Another question came from Peter Beadle, 1st Vice Chair. “Why was the Metro Hub chosen as the first part of this to be done? As opposed to, say, closer to the junction with the main line, where there’s a large tract of land that, I might be wrong, but I don’t think would conflict with the QueensLink if it was developed now—whereas the Metro Hub comes into direct conflict with those plans.”
Espino explained that there were multiple reasons for this, chief among them being that the Trust for Public Land and Friends of the Queensway had already generated a design and proposal as well as secured funding for the MetHub section specifically.
Questions jumped from bike paths to bathrooms to construction disturbance to worries about the elevated park allowing its visitors to see directly into the windows of locals’ houses for over an hour, with the occasional QueensLink-related inquiry. Towards the end of the two hours, Travis Terry, a Forest Hill resident and longtime supporter of QueensWay, expressed his appreciation for the project.
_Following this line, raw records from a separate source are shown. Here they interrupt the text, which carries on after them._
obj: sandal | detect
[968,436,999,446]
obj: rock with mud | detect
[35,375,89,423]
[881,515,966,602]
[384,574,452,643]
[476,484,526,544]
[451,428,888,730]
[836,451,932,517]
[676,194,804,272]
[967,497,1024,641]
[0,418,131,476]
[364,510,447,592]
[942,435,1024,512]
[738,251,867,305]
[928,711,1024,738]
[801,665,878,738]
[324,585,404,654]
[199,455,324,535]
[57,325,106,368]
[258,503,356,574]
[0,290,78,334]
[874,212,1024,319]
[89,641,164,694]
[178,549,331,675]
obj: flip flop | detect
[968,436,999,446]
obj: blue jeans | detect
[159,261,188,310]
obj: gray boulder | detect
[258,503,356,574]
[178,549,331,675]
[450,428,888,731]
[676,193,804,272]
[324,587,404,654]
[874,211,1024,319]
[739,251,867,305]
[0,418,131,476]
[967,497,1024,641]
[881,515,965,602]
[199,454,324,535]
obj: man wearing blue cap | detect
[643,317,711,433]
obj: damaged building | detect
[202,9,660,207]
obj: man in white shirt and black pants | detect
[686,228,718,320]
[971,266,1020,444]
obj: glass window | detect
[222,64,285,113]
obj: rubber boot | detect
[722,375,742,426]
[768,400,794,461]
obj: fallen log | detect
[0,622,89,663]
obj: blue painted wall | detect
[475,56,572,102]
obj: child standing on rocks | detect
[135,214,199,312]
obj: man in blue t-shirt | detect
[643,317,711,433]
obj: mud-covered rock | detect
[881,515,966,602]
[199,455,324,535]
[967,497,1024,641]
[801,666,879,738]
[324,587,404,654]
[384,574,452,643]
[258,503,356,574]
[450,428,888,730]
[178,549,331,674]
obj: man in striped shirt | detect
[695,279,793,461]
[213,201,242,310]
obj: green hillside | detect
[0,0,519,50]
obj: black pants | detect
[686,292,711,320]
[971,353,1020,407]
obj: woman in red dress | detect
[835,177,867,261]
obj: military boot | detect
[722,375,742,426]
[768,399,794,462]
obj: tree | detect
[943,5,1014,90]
“I just want to say um that this project means so much to so many people. I have personally, as have many members of the Friends of the QueensWay, been to park cleanups where we have hundreds of people, been to schools starting from 2011, we’ve spoken with all sorts of community stakeholders, business members who are excited about this project, to gather input,” he said.
“Look, I don’t have much to say on a train. There have been a variety of different accusations that somehow we’re trying to block that. That is completely untrue. There have been multiple studies over the last 60 years since this was abandoned, of all the aspects, and for whatever reason transit authorities have concluded not to fund those projects.”
An attendee from the public spoke next, reflecting on how the conversation about QueensWay had gone. “Part of what I’m hearing is sort of existential or really fundamental feedback about whether to do it, the nature of it, whether it can be replaced at some point in the future. And what I hear you [presenters] saying is sort of more tactical, or like elements of the park design…I guess for the community I’m just curious whether you will actually engage on the more fundamental questions, or whether you really want to focus this process on how to do it, as opposed to whether to do it?”
Espino acknowledged that the discrepancy between these focuses would be one of the meeting’s takeaways. “I’m not sure if there is a very clear yes or no to ‘can we really eventually include a railway,’ or ‘will this even be looked at eventually,’” she said. “I think right now since we are at the very preliminary stages of design and we have just recently gotten a landscape architect and a design consultant, we want to take this and really get to that final design, but also continue to answer those questions of what will the future look like, whether that be parks or a rail.”
Michael Carlier, the transit and parks liaison for Queens Borough President Donovan Richards, spoke next.
“This land is abandoned and decrepit so at the end of the day this development is going to be a net positive for the community,” he said, “A lot of those concerns that we’ve heard tonight—quality of life, disruption through the construction efforts—our office is hearing that, we’re going to continue working with you guys to make sure those are addressed. But just from the Borough President’s position, he has been consistent when he says we do like trails, but we also love rails. So if there’s a way that we can move forward with this process with EDC, with the parks department, loop the MTA in more into that conversation on these public concerns that we’re hearing tonight.”
Keith Engel, 2nd Vice Chair of the board, closed out the conversation by thanking the board and reiterating the importance of the select committee’s engagement.
“I think you heard a number of things about how we can consider the possible integration of parks and rails—I think that’s one of the main takeaways from this evening,” he said.